Network Packet Filtering in RHEL 7
When we talk about packet filtering, we refer to a process performed by a firewall in which it reads the header of each data packet that attempts to pass through it. Then, it filters the packet by taking the required action based on rules that have been previously defined by the system administrator.
As you probably know, beginning with RHEL 7, the default service that manages firewall rules is firewalld. Like iptables, it talks to the netfilter module in the Linux kernel in order to examine and manipulate network packets. Unlike iptables, updates can take effect immediately without interrupting active connections – you don’t even have to restart the service.
Another advantage of firewalld is that it allows us to define rules based on pre-configured service names (more on that in a minute).
In Part 1, we used the following scenario:
However, you will recall that we disabled the firewall on router #2 to simplify the example since we had not covered packet filtering yet.
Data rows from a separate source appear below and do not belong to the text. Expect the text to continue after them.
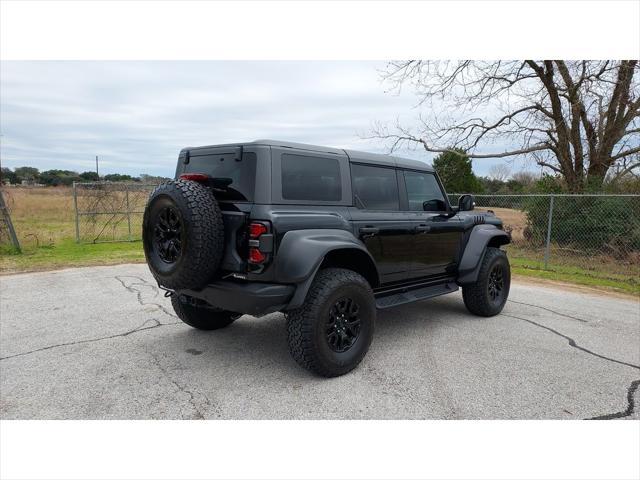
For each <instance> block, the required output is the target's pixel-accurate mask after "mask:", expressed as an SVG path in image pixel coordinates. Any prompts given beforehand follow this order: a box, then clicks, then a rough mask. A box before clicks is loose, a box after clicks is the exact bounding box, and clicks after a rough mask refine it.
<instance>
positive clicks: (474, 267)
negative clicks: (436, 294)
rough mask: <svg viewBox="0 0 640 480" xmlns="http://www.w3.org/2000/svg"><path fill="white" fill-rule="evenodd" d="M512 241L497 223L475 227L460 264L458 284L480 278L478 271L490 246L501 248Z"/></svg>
mask: <svg viewBox="0 0 640 480" xmlns="http://www.w3.org/2000/svg"><path fill="white" fill-rule="evenodd" d="M508 243H511V239H510V238H509V235H508V234H507V233H506V232H505V231H504V230H500V229H499V228H498V227H496V226H495V225H491V224H484V225H476V226H475V227H473V230H472V231H471V234H470V236H469V240H468V241H467V244H466V246H465V249H464V253H463V255H462V258H461V260H460V264H459V266H458V279H457V283H458V285H469V284H471V283H475V282H476V281H477V280H478V272H479V270H480V266H481V265H482V259H483V258H484V254H485V252H486V251H487V248H488V247H495V248H499V247H500V246H502V245H506V244H508Z"/></svg>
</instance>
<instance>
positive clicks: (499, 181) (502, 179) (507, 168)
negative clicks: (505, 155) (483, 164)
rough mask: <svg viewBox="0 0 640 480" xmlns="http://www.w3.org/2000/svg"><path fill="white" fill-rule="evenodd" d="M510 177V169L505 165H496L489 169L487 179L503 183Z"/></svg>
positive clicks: (500, 163)
mask: <svg viewBox="0 0 640 480" xmlns="http://www.w3.org/2000/svg"><path fill="white" fill-rule="evenodd" d="M509 175H511V168H510V167H509V165H507V164H505V163H497V164H495V165H492V166H491V168H490V169H489V178H490V179H492V180H497V181H499V182H504V181H505V180H506V179H507V178H509Z"/></svg>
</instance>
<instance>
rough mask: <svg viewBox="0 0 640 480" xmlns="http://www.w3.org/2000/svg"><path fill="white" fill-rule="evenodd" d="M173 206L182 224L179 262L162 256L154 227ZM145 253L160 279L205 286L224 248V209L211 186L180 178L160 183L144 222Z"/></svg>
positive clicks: (154, 226)
mask: <svg viewBox="0 0 640 480" xmlns="http://www.w3.org/2000/svg"><path fill="white" fill-rule="evenodd" d="M168 207H170V208H172V209H173V210H175V211H177V212H178V213H179V216H180V221H181V225H182V232H181V234H180V235H181V239H182V240H181V241H182V243H181V253H180V255H179V257H178V258H177V260H175V262H167V261H165V260H163V259H162V258H161V256H160V251H161V247H160V246H159V245H158V244H157V243H156V242H154V231H155V229H156V225H157V224H158V222H159V221H160V220H159V216H160V213H161V211H162V209H165V210H166V208H168ZM142 239H143V246H144V254H145V257H146V259H147V264H148V265H149V269H150V270H151V273H152V274H153V276H154V277H155V279H156V280H157V281H158V283H159V284H160V285H162V286H164V287H166V288H170V289H186V288H192V289H199V288H202V287H204V286H205V285H206V284H207V283H208V281H209V280H210V279H211V278H212V277H213V275H214V274H215V273H216V271H217V270H218V268H219V266H220V261H221V260H222V256H223V252H224V224H223V221H222V213H221V212H220V207H219V206H218V202H217V201H216V199H215V197H214V196H213V193H212V192H211V190H210V189H209V188H207V187H206V186H204V185H201V184H199V183H196V182H192V181H186V180H177V181H168V182H164V183H162V184H160V185H159V186H158V187H156V189H155V190H154V191H153V192H152V193H151V195H150V196H149V201H148V202H147V207H146V209H145V212H144V217H143V222H142Z"/></svg>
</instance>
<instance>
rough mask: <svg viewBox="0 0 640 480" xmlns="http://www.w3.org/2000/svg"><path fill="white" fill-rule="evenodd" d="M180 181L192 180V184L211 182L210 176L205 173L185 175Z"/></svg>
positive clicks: (183, 173) (199, 173)
mask: <svg viewBox="0 0 640 480" xmlns="http://www.w3.org/2000/svg"><path fill="white" fill-rule="evenodd" d="M180 180H191V181H192V182H201V183H206V182H208V181H209V175H206V174H204V173H183V174H182V175H180Z"/></svg>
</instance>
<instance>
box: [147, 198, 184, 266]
mask: <svg viewBox="0 0 640 480" xmlns="http://www.w3.org/2000/svg"><path fill="white" fill-rule="evenodd" d="M182 237H183V228H182V220H181V218H180V213H179V212H178V211H177V210H176V209H175V208H174V207H172V206H167V207H165V208H163V209H162V210H160V213H159V214H158V220H157V222H156V224H155V227H154V229H153V239H154V246H155V249H156V252H158V256H159V257H160V259H161V260H162V261H164V262H166V263H174V262H176V261H177V260H178V259H179V258H180V255H181V253H182V241H183V238H182Z"/></svg>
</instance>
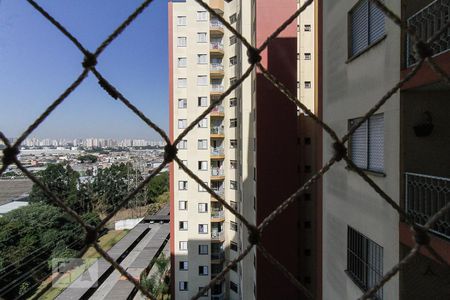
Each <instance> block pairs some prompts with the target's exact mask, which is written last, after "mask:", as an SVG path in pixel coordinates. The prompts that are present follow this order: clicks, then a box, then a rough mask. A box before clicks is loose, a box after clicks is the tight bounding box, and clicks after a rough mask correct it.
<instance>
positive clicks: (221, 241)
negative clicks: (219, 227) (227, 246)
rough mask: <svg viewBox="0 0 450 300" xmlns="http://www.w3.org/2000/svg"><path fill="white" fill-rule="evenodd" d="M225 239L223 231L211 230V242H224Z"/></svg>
mask: <svg viewBox="0 0 450 300" xmlns="http://www.w3.org/2000/svg"><path fill="white" fill-rule="evenodd" d="M224 240H225V235H224V233H223V231H212V232H211V242H219V243H220V242H223V241H224Z"/></svg>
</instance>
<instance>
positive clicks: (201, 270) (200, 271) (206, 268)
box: [198, 266, 208, 276]
mask: <svg viewBox="0 0 450 300" xmlns="http://www.w3.org/2000/svg"><path fill="white" fill-rule="evenodd" d="M198 275H200V276H207V275H208V266H198Z"/></svg>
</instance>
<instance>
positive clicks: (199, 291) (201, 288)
mask: <svg viewBox="0 0 450 300" xmlns="http://www.w3.org/2000/svg"><path fill="white" fill-rule="evenodd" d="M203 288H204V286H201V287H199V288H198V291H199V292H200V291H201V290H202V289H203ZM208 292H209V291H208V290H206V292H204V293H203V294H202V297H208V295H209V294H208Z"/></svg>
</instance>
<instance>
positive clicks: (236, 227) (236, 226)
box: [230, 221, 237, 231]
mask: <svg viewBox="0 0 450 300" xmlns="http://www.w3.org/2000/svg"><path fill="white" fill-rule="evenodd" d="M230 229H231V230H233V231H237V223H236V222H233V221H230Z"/></svg>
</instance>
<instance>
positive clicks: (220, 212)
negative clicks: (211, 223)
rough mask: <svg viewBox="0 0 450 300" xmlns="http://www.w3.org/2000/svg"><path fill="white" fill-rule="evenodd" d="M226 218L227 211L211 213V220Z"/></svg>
mask: <svg viewBox="0 0 450 300" xmlns="http://www.w3.org/2000/svg"><path fill="white" fill-rule="evenodd" d="M224 217H225V211H223V210H213V211H211V218H213V219H223V218H224Z"/></svg>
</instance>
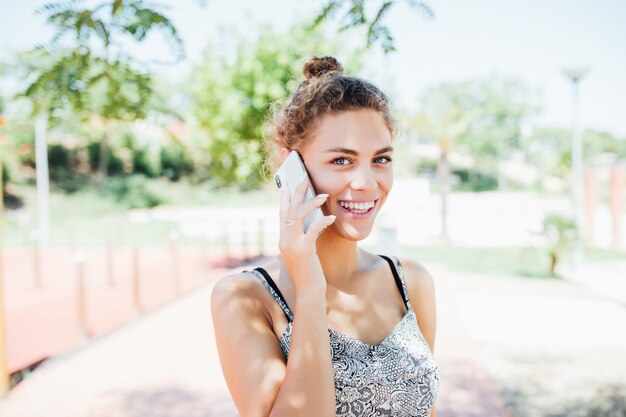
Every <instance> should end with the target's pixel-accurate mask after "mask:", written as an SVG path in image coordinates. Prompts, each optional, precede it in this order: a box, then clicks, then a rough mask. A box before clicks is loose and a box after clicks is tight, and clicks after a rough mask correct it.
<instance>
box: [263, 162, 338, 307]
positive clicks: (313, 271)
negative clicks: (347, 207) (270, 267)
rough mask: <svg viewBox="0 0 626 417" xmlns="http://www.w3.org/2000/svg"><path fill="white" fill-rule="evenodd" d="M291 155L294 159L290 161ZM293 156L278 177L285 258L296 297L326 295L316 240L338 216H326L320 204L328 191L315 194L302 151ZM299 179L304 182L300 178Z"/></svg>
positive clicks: (279, 243) (274, 177) (279, 173)
mask: <svg viewBox="0 0 626 417" xmlns="http://www.w3.org/2000/svg"><path fill="white" fill-rule="evenodd" d="M289 157H291V158H292V159H291V160H290V161H289V162H288V161H287V159H289ZM289 157H288V158H287V159H286V160H285V162H284V163H283V165H282V166H281V169H279V170H278V171H277V173H276V176H275V177H274V180H275V181H276V185H277V186H278V187H279V188H280V189H281V196H280V238H279V242H278V247H279V249H280V253H281V260H282V262H283V263H284V264H285V266H286V268H287V271H289V277H290V278H291V280H292V282H293V286H294V289H295V293H296V298H297V297H298V296H299V295H300V294H317V295H318V296H320V297H323V296H325V294H326V279H325V277H324V271H323V269H322V265H321V263H320V259H319V257H318V256H317V249H316V241H317V238H318V236H319V235H320V234H321V233H322V232H323V231H324V229H325V228H326V227H327V226H329V225H331V224H332V223H333V222H334V221H335V216H324V214H323V213H322V210H321V209H320V206H321V205H322V204H324V202H325V201H326V199H327V198H328V194H319V195H315V191H314V190H313V187H312V185H311V181H310V178H309V177H308V175H307V173H306V170H305V169H304V164H303V163H302V160H301V159H300V155H299V154H297V153H296V154H295V155H294V154H293V152H292V154H290V155H289ZM294 158H297V159H294ZM299 179H301V182H298V181H299ZM286 220H288V221H289V222H286ZM305 225H306V226H305ZM303 229H305V230H306V231H303Z"/></svg>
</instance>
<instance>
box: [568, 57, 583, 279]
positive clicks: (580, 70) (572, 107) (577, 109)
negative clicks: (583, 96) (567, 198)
mask: <svg viewBox="0 0 626 417" xmlns="http://www.w3.org/2000/svg"><path fill="white" fill-rule="evenodd" d="M587 71H588V70H587V68H571V69H565V70H563V72H564V74H565V75H566V76H567V77H568V78H569V79H570V81H571V82H572V168H571V197H572V211H573V213H574V218H575V221H576V228H577V229H578V236H579V238H578V239H576V243H575V246H574V257H573V260H574V267H575V268H578V267H579V266H580V265H581V263H582V262H583V261H584V255H583V250H582V241H583V238H584V236H585V208H584V205H583V192H584V191H583V174H582V169H583V146H582V135H581V132H580V123H579V112H578V105H579V92H578V89H579V82H580V79H581V78H582V77H583V76H584V75H585V74H586V73H587Z"/></svg>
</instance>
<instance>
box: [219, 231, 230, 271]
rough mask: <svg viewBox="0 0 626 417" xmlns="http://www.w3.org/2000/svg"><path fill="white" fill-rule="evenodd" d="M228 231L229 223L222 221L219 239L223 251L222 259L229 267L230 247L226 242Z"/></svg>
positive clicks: (229, 261)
Let’s see now how we can enable incoming packets destined for a specific service or port in the destination.
First, let’s add a permanent rule to allow inbound traffic in enp0s3 (192.168.0.19) to enp0s8 (10.0.0.18):
# firewall-cmd --permanent --direct --add-rule ipv4 filter FORWARD 0 -i enp0s3 -o enp0s8 -j ACCEPT
The above command will save the rule to /etc/firewalld/direct.xml:
# cat /etc/firewalld/direct.xml
Then enable the rule for it to take effect immediately:
# firewall-cmd --direct --add-rule ipv4 filter FORWARD 0 -i enp0s3 -o enp0s8 -j ACCEPT
Now you can telnet to the web server from the RHEL 7 box and run tcpdump again to monitor the TCP traffic between the two machines, this time with the firewall in router #2 enabled.
# telnet 10.0.0.20 80 # tcpdump -qnnvvv -i enp0s3 host 10.0.0.20
What if you want to only allow incoming connections to the web server (port 80) from 192.168.0.18 and block connections from other sources in the 192.168.0.0/24 network?
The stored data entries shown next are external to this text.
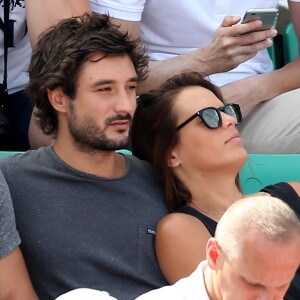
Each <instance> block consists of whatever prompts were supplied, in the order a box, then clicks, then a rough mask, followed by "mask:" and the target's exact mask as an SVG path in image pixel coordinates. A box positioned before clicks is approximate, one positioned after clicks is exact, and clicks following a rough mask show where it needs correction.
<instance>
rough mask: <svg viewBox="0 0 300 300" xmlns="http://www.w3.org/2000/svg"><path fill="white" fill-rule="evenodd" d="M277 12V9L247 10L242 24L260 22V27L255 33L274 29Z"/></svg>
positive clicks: (244, 16)
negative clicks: (255, 21)
mask: <svg viewBox="0 0 300 300" xmlns="http://www.w3.org/2000/svg"><path fill="white" fill-rule="evenodd" d="M278 15H279V11H278V9H277V8H252V9H248V10H247V11H246V13H245V15H244V17H243V20H242V23H248V22H251V21H255V20H261V21H262V25H261V26H260V27H259V28H257V29H256V30H257V31H260V30H267V29H271V28H275V26H276V23H277V18H278Z"/></svg>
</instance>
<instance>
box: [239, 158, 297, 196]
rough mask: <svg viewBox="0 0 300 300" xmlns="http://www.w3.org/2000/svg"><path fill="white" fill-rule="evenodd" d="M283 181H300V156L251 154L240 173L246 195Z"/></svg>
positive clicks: (241, 180)
mask: <svg viewBox="0 0 300 300" xmlns="http://www.w3.org/2000/svg"><path fill="white" fill-rule="evenodd" d="M281 181H300V154H249V158H248V160H247V162H246V163H245V165H244V167H243V169H242V170H241V171H240V184H241V187H242V191H243V193H244V194H251V193H256V192H258V191H259V190H261V189H262V188H263V187H265V186H267V185H269V184H275V183H277V182H281Z"/></svg>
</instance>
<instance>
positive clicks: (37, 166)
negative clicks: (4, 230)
mask: <svg viewBox="0 0 300 300" xmlns="http://www.w3.org/2000/svg"><path fill="white" fill-rule="evenodd" d="M125 157H126V160H127V168H128V171H127V173H126V174H125V175H124V176H123V177H120V178H117V179H106V178H101V177H98V176H94V175H91V174H86V173H83V172H80V171H78V170H76V169H74V168H72V167H70V166H69V165H67V164H65V163H64V162H63V161H62V160H61V159H60V158H59V157H58V156H57V155H56V154H55V152H54V151H53V149H52V147H47V148H41V149H39V150H36V151H29V152H27V153H25V154H17V155H15V156H7V157H4V158H2V159H1V160H0V167H1V169H2V172H3V174H4V177H5V178H6V181H7V183H8V185H9V188H10V192H11V196H12V200H13V203H14V207H15V214H16V222H17V228H18V230H19V233H20V236H21V239H22V247H21V249H22V251H23V255H24V257H25V261H26V264H27V267H28V270H29V273H30V276H31V279H32V282H33V285H34V287H35V289H36V291H37V293H38V296H39V298H40V300H49V299H54V298H56V297H57V296H59V295H60V294H62V293H65V292H67V291H69V290H71V289H74V288H79V287H87V288H94V289H98V290H106V291H108V292H109V293H110V294H111V295H112V296H114V297H116V298H117V299H119V300H130V299H134V298H136V297H137V296H138V295H140V294H142V293H145V292H146V291H149V290H151V289H154V288H157V287H161V286H163V285H165V284H167V282H166V281H165V279H164V278H163V276H162V274H161V272H160V270H159V267H158V263H157V260H156V256H155V249H154V237H155V236H154V235H155V229H156V225H157V222H158V221H159V220H160V219H161V218H162V217H163V216H164V215H166V214H167V213H168V211H167V208H166V205H165V203H164V197H163V192H162V189H161V186H160V185H159V184H158V182H157V181H156V178H155V176H154V174H153V170H152V167H151V166H150V164H148V163H146V162H145V161H141V160H139V159H138V158H136V157H134V156H125Z"/></svg>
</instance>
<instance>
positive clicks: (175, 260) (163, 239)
mask: <svg viewBox="0 0 300 300" xmlns="http://www.w3.org/2000/svg"><path fill="white" fill-rule="evenodd" d="M210 237H211V235H210V233H209V232H208V231H207V229H206V227H205V226H204V225H203V223H201V222H200V221H199V220H198V219H196V218H195V217H192V216H189V215H186V214H182V213H172V214H169V215H167V216H166V217H164V218H163V219H162V220H161V221H160V222H159V224H158V226H157V232H156V255H157V259H158V263H159V266H160V268H161V271H162V273H163V274H164V276H165V278H166V279H167V281H168V282H169V283H170V284H173V283H175V282H176V281H178V280H179V279H181V278H184V277H187V276H189V275H190V274H191V273H192V272H193V271H194V270H195V269H196V268H197V266H198V264H199V262H200V261H202V260H204V259H205V257H206V255H205V252H206V243H207V241H208V239H209V238H210Z"/></svg>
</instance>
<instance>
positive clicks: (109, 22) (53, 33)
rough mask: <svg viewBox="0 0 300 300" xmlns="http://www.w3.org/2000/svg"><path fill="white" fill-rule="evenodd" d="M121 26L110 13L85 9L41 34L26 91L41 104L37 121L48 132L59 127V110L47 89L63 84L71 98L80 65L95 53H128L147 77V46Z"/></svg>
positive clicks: (94, 53) (142, 75)
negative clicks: (130, 37)
mask: <svg viewBox="0 0 300 300" xmlns="http://www.w3.org/2000/svg"><path fill="white" fill-rule="evenodd" d="M118 28H119V27H118V26H116V25H113V24H112V23H111V22H110V19H109V16H107V15H100V14H96V13H86V14H84V15H82V16H79V17H72V18H69V19H65V20H61V21H60V22H59V23H58V24H57V25H56V26H53V27H51V28H50V29H49V30H48V31H46V32H45V33H44V34H42V35H41V37H40V38H39V41H38V43H37V46H36V49H35V50H34V51H33V55H32V59H31V63H30V65H29V77H30V82H29V84H28V86H27V93H28V95H29V97H30V98H31V100H32V102H33V104H34V105H35V106H36V107H37V108H38V113H37V114H36V116H37V121H38V125H39V127H40V128H41V129H42V131H43V132H44V133H45V134H48V135H53V136H55V135H56V133H57V127H58V120H57V115H56V111H55V110H54V108H53V107H52V105H51V103H50V102H49V100H48V94H47V89H50V90H54V89H56V88H59V87H61V88H62V91H63V92H64V93H65V94H66V95H67V96H68V97H69V98H70V99H74V98H75V97H76V81H77V79H78V77H79V73H80V70H81V67H82V65H83V64H84V63H85V62H86V61H88V60H89V59H90V58H91V56H92V55H93V54H95V53H103V54H104V55H105V56H123V55H128V56H129V58H130V59H131V60H132V63H133V66H134V68H135V71H136V73H137V76H138V80H139V81H143V80H145V79H146V77H147V74H148V57H147V56H146V55H145V49H144V47H142V46H141V44H140V43H139V41H138V40H134V41H133V40H131V39H130V38H129V35H128V34H127V33H122V32H121V31H119V30H118Z"/></svg>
In the web server’s firewall, add the following rules:
# firewall-cmd --add-rich-rule 'rule family="ipv4" source address="192.168.0.18/24" service name="http" accept' # firewall-cmd --add-rich-rule 'rule family="ipv4" source address="192.168.0.18/24" service name="http" accept' --permanent # firewall-cmd --add-rich-rule 'rule family="ipv4" source address="192.168.0.0/24" service name="http" drop' # firewall-cmd --add-rich-rule 'rule family="ipv4" source address="192.168.0.0/24" service name="http" drop' --permanent
Now you can make HTTP requests to the web server, from 192.168.0.18 and from some other machine in 192.168.0.0/24. In the first case the connection should complete successfully, whereas in the second it will eventually timeout.
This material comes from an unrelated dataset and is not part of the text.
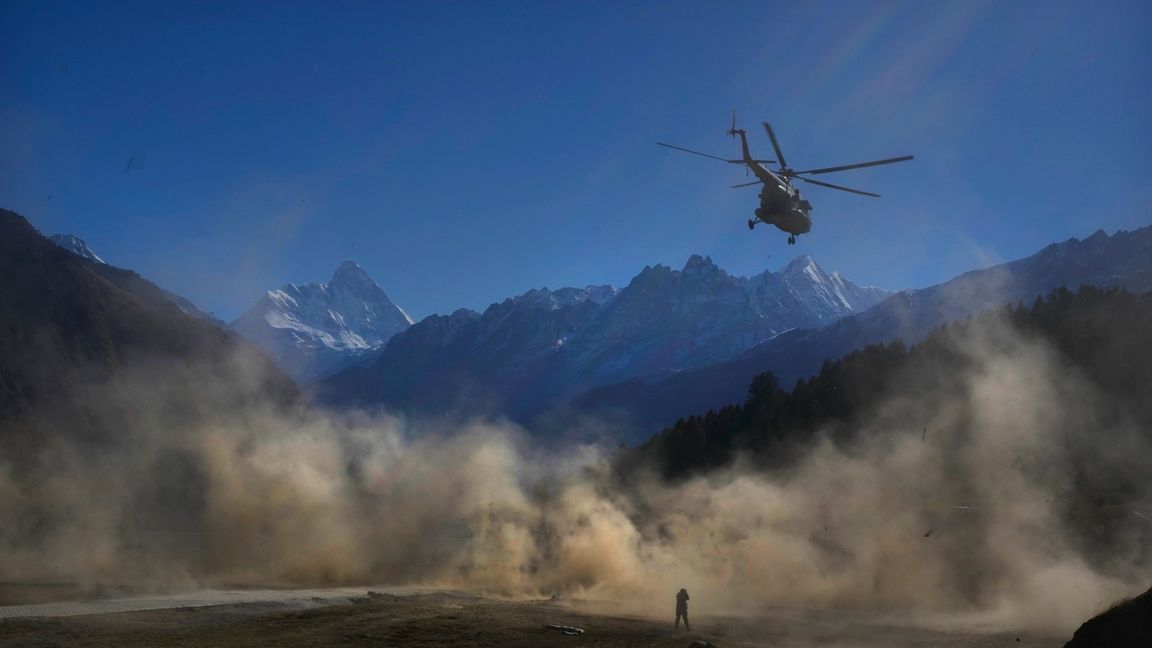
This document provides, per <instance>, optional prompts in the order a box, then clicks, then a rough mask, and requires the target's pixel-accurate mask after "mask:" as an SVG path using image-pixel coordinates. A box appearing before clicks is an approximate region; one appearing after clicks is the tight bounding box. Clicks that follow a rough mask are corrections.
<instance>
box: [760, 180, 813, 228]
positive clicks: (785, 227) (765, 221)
mask: <svg viewBox="0 0 1152 648" xmlns="http://www.w3.org/2000/svg"><path fill="white" fill-rule="evenodd" d="M763 171H764V172H765V173H767V174H768V175H771V176H772V180H773V181H771V182H765V183H764V188H763V189H760V208H759V209H757V210H756V219H757V220H759V221H761V223H766V224H768V225H774V226H775V227H778V228H779V229H781V231H783V232H787V233H789V234H791V235H793V236H796V235H799V234H806V233H809V232H811V231H812V203H810V202H808V201H805V199H803V198H801V196H799V190H798V189H796V188H795V187H793V186H791V184H790V183H788V182H787V181H785V180H783V179H782V178H780V176H778V175H776V174H774V173H772V172H771V171H768V169H763Z"/></svg>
To do so, any of the following commands will do the trick:
# telnet 10.0.0.20 80 # wget 10.0.0.20
I strongly advise you to check out the Firewalld Rich Language documentation in the Fedora Project Wiki for further details on rich rules.
Network Address Translation in RHEL 7
Network Address Translation (NAT) is the process where a group of computers (it can also be just one of them) in a private network are assigned an unique public IP address. As result, they are still uniquely identified by their own private IP address inside the network but to the outside they all “seem” the same.